First judging assignment - Kelly Hill Sheepdog Trial

Well, I'm getting organized for another trial this coming weekend, but this time as a regular spectator. This past weekend, though ... well, that was something pretty wonderful. My dear and wise friend, Teresa Yamamoto, invited me to come judge her Kelly Hill sheepdog trial up there north of Kettle Falls. Spectacularly beautiful country, wild and remote, and a trial to match.

It really was a wonderful experience. To have the privilege to watch and offer my opinions on the work of some 38 dog/handler teams was amazing. (And yes, that's a fairly small trial but my little hobbit brain worked very hard!) I knew in the abstract what to watch for: gauging influences of the field, the sheep and weather against whatever the dogs may be doing, maintaining fairness across all runs, striving for consistency, weighing point deductions against whatever's happening on the field throughout the day, etc. etc. etc.

But honestly, watching that many runs that intently is a heck of a learning experience. Every run has a lesson to offer. From the dogs and how they handled the field (a long mowed fetch after a mostly-blind hill outrun) to the handlers and how they ran their dogs, there was a lot to learn. So much to evaluate and weigh and consider, from things I could let slide to things I had to nix as unacceptable to my idea of good sheep work.

To my surprise, I found I honestly enjoyed the whole thing. There's a heck of a lot to keep track of and I maintained a crib sheet of shorthand-ish notes for every run. Sue MacDonald was my course director and did a fabulous job of cracking the whip to keep things going plus diplomatically offering support if I needed it. She also showed me a clever new way of keeping notes more efficiently, in the unlikely event that I ever judge again - super cool! And though I had to work to keep my focus sharp by Sunday afternoon, I found myself drawn into the runs keenly enough to make the job enjoyable.

Overall, I think things went well. I did everything in my power to maintain consistency across the board and to date, I haven't heard any complaints. Maybe somebody somewhere is chanting my name over a voodoo doll, but so far, so good! In fact, though the majority of people up there were not personally known to me, they were a remarkably good natured lot. When a nearby thunderstorm necessitated a halt to proceedings, and when we had to pause again for escaped sheep or moving sheep up from exhaust, the folks over in the peanut gallery never lost their senses of humor. That was pretty cool.

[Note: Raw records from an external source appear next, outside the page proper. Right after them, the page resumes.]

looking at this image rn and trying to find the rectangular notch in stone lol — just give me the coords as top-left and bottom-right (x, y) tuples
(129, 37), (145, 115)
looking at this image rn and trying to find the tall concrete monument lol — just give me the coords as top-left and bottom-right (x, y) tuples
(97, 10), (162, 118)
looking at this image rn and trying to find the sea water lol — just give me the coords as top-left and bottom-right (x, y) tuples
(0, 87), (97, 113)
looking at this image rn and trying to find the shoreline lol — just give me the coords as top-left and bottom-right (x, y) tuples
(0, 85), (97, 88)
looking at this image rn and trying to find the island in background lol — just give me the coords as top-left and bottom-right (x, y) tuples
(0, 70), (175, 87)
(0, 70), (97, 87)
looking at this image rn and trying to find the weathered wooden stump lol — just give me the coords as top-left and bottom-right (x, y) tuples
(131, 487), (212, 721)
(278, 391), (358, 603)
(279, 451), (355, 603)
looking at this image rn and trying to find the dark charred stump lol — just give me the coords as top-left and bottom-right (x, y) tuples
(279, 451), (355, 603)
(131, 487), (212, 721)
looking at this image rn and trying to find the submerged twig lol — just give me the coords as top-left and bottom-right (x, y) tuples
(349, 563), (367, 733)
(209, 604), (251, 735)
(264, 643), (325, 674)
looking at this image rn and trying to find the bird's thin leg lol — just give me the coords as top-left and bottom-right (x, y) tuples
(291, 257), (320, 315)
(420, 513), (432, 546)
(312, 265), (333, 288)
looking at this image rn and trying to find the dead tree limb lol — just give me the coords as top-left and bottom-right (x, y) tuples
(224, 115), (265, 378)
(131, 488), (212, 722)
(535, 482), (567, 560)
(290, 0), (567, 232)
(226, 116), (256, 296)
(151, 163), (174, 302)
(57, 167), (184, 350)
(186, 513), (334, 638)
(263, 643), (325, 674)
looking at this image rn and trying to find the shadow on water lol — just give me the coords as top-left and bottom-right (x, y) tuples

But perhaps the nicest thing of all was this: Kelly Hill was a tough trial with tricky, challenging sheep and rather variable weather. Dogs got lost on the outrun, hung up on set out, or outsmarted by runaway sheep ... and yet virtually every handler ended their run, whether a retire or a DQ or success, by taking their dogs to the water tank and offering their partner words of thanks and praise. I think that speaks very well of the folks out there in the Pacific Northwest, and it certainly made me even more glad to be offered the chance to lend my services.

Many thanks to everyone who helped keep this trial on its wheels, including but not limited to Ron Green, who judged Friday's Pro Novice, Nursery and Ranch classes, (and who thus gave me the chance to get my mind situated while acting as his course director,) Norm and Vickie Close who stepped in countless times to help in many ways, Jan Staroski my tireless and organized scribe, Sue and George MacDonald for being my course directors and moral support, and especially our amazing, super-human setout crew including, Alison Deilke, Susan Crocker, Sue McLean, Cam Lefler, (the only person I've ever seen jog up and down hills in 95 degree heat with a cast iron post pounder over his shoulder - Semper Fi!) - plus Lee Lumb and Noelle Williams, and everyone else who braved the heat, hills and wiley sheep to do their jobs ... and a dozen more people I can't think of right now. Plus Gaynor Edwards who drove me up to Tea's place and Cam who drove me back to the airport. It takes a village and my pal Tea gathered an awfully good one to pull off the (hopefully) First Annual Kelly Hill Sheepdog Trial.

Thanks, everyone, for all you do. This was a weekend to remember.